Jean-Pierre Talon, membre du partenariat au cabinet Mercer, évoque également cet avantage dans un marché baissier. « Le gestionnaire actif protège mieux, il fait une perte moindre. À l’inverse, il évite les bulles. Donc il rate la dernière phase du marché haussier.» Et il insiste sur l’horizon de placement. « Malheureusement, le court terme a préséance. Avant, on regardait le rendement sur une base annuelle. Cette base est devenue trimestrielle, puis au mois, voire au quotidien. Chercher à battre l’indice chaque année est source de déception. Il faut au moins couvrir un cycle économique », dit M. Talon.

Roland Lescure acquiesce. « La gestion active génère de la valeur à long terme et améliore le rapport rendement/risque. Si le marché connaît des revers, elle peut limiter les dégâts, voire saisir les occasions qui se présentent, même si, à l’inverse, elle va probablement traîner de la patte dans un marché fortement haussier.» À la Caisse de dépôt, cette approche s’insère au sein d’un processus d’investissement rigoureux. « Nous gérons ainsi les émotions et les effets de mode. Avec ce processus, nous ne sommes pas dans une logique d’un gestionnaire seul, à l’opposé du gestionnaire vedette.»

La recette

Pour Roland Lescure, un marché non liquide est « l’alpha par excellence ». Il pense aux placements privés, aux infrastructures et à l’immobilier. « En Bourse, il n’y a pas de terrain interdit pour la gestion active, mais la valeur ajoutée est plus difficile à obtenir dans les grands marchés d’actions et d’obligations.» Sur les marchés émergents, la Caisse obtient une contribution supérieure à l’indice de référence en jouant la carte de la proximité, de la présence et de la connaissance du milieu.
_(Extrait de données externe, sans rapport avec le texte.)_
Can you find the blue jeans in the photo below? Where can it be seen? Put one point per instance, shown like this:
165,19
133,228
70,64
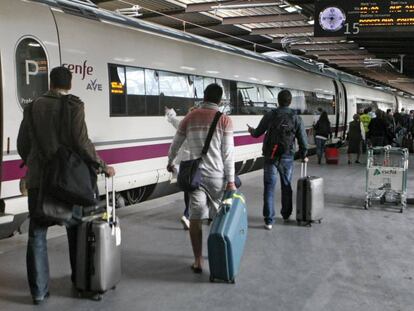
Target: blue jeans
320,148
36,258
285,168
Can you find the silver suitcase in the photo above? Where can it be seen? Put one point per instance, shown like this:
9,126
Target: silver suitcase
98,257
310,200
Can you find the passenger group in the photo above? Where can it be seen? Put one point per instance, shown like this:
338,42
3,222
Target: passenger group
45,127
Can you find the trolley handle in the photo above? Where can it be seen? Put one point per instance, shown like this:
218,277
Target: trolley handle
112,204
303,169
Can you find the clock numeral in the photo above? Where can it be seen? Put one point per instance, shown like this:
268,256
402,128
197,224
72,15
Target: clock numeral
354,31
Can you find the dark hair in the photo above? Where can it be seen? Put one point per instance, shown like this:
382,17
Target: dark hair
61,78
284,98
324,117
213,93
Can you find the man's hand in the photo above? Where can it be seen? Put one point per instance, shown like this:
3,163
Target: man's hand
109,171
170,168
231,186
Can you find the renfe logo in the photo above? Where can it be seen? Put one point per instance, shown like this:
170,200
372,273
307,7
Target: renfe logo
82,70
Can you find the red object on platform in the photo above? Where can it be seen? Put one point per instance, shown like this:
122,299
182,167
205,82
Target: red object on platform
332,155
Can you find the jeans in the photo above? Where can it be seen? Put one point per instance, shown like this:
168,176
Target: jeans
187,205
320,147
285,168
37,259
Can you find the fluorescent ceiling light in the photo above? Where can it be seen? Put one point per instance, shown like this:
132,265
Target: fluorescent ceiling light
291,9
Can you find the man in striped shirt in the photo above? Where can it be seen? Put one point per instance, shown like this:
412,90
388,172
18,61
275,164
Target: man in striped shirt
217,166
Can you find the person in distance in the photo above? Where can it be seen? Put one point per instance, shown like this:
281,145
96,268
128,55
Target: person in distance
47,125
281,126
217,169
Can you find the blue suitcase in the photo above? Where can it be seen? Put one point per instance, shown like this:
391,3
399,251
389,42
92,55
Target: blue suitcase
227,238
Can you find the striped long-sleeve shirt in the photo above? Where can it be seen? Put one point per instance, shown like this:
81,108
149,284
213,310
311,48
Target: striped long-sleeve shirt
219,162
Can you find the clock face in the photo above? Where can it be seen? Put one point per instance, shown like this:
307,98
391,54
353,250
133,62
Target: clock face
332,19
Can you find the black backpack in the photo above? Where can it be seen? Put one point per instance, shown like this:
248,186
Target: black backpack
280,135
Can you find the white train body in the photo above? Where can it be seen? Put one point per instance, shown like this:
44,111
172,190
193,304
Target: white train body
97,46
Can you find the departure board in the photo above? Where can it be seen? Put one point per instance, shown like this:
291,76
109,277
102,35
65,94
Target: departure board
364,18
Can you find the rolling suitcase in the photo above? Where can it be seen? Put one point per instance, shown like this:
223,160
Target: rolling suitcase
227,238
332,155
310,200
98,257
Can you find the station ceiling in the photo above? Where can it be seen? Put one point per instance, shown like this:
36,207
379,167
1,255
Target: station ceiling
268,25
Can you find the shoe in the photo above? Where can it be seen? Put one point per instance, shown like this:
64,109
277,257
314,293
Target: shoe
197,270
186,223
39,301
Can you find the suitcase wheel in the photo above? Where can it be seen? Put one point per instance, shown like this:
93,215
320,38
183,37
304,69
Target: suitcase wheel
97,297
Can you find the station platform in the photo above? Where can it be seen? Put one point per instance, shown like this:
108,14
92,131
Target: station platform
355,259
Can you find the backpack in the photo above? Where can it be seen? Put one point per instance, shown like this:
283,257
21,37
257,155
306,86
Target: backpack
280,135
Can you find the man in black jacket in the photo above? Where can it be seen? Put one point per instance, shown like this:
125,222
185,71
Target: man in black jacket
46,121
282,163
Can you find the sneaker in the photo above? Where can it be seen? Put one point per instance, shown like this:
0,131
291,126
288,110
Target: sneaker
186,223
39,301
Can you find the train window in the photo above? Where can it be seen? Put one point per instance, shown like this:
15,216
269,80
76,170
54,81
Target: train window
199,87
117,87
135,91
152,93
176,91
31,71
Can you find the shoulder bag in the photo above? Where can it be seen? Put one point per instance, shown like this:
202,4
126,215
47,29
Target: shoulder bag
189,174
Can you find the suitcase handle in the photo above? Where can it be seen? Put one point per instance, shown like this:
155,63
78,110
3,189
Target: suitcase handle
108,204
303,169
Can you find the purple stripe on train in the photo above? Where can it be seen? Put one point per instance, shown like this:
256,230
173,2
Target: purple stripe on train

Comme elle le fait au Québec.

Il n’y a donc pas de pourcentage optimal de l’actif à consacrer à l’une ou l’autre des approches. « Il faut procéder par catégorie d’actif.» Jean-Pierre Talon estime aussi qu’il est difficile d’ajouter de la valeur après frais dans la catégorie des grandes capitalisations – terre fertile pour l’indiciel –, dans les obligations d’entreprise et les obligations gouvernementales, alors que les marchés émergents et de petite capitalisation s’y prêtent mieux. Le spécialiste de Mercer croit également que la contribution peut être positive sur le marché des actions canadiennes.

Mais est-ce à la portée de toutes les caisses de retraite ? « Il n’est pas facile d’investir dans le talent, dans la recherche, et le gestionnaire doit comprendre son avantage comparatif, répond Roland Lescure. Nous, à la Caisse de dépôt, avons l’avantage du temps et de la taille.» Cela étant, les régimes plus modestes ne sont pas condamnés à faire une croix sur la gestion active pour autant. « Les joueurs plus petits doivent souvent se reposer sur des gestionnaires externes ou sur un style de gestion particulier. C’est on ne peut plus pertinent, dans la mesure où l’on s’éloigne du court terme.»

Jean-Pierre Talon pose des jalons. Une caisse ayant 200 millions et plus d’actif peut envisager de se doter d’une structure de gestion spécialisée. Les plus petites vont s’en remettre à un gestionnaire, qui ne peut être bon dans tout. Et il faut consacrer du temps de gouvernance pour assurer un suivi du gestionnaire, ce qui n’en vaut pas nécessairement la peine. « On en revient toujours à la justification des frais de gestion versés », conclut-il.